L’intensa voce di
Terry Jones ci colpisce con il suo senso di malinconica ineluttabilità a due anni dalla sua scomparsa.
I
Pagan Altar si sono sempre identificati con il loro leader, il motore che li ha mantenuti in vita nonostante una carriera avara di grandi soddisfazioni. Una di quelle formazioni che rientrano nella categoria “
avrebbero meritato di più”, paladini dell’underground doom rock intrecciato con lo spirito della Nwobhm. Adesso siamo probabilmente all’ultimo capitolo di una pluri-decennale avventura: il figlio di
Terry, Alan, ha fortemente voluto la pubblicazione di questo disco, ri-registrando le parti strumentali ed unendole alle vocals realizzate dal padre prima della sua morte.
Ne esce fuori un piccolo gioiello di oscurità avvolgente, gravido di atmosfere che evocano le brume della campagna britannica, le tradizioni celtico-pagane, l’occultismo stregonesco ed il misticismo sabbathiano.
Brani come “
Rising of the dead” o “
Dance of the vampires”, con le loro cadenze insinuanti e la raffinata architettura chitarristica, sono esemplari della commistione tra la tradizione heavy rock primi-80 e le vibrazioni più contemporanee.che hanno sempre caratterizzato i lavori di questa band.
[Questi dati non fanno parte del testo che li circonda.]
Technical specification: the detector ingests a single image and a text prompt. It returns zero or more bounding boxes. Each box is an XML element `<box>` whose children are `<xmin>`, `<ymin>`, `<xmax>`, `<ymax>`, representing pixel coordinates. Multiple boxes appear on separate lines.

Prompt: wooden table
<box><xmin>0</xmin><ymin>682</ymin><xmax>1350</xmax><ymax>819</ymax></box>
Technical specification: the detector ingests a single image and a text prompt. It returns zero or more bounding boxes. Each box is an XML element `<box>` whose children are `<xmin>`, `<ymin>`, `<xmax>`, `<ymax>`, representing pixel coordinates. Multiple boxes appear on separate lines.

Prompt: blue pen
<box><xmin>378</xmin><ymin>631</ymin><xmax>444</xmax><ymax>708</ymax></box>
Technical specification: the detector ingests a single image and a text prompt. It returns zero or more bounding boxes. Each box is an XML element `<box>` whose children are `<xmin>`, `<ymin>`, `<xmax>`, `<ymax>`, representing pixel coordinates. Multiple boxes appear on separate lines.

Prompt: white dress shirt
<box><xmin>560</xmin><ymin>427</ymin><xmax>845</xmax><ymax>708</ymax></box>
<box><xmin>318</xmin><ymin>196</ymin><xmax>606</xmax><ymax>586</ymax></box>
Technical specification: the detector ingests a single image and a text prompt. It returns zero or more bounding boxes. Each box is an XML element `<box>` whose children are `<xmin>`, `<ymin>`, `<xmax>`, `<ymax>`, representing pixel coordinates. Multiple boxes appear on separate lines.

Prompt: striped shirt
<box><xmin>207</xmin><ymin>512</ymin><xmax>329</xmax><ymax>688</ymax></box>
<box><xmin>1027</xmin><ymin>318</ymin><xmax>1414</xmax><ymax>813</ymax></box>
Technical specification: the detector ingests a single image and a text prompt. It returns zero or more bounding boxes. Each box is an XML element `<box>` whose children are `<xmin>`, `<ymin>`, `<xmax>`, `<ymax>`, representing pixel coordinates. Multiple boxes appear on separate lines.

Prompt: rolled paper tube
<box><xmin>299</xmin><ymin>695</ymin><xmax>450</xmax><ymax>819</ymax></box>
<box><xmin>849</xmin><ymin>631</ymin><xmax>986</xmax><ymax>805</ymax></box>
Bella anche la cavalcata della title-track, tra dinamismo energico e nostalgia nebbiosa con derive folk che eccheggiano addirittura i Jethro Tull, così come la lunga e raffinata “
The ripper”, segnata dalla suadente prestazione vocale di
Jones.
Se si tratta di testamento artistico è un testamento di classe e qualità, che suggerisco a tutti gli amanti del doom-rock classico ed ovviamente ai fans di questa piccola grande band.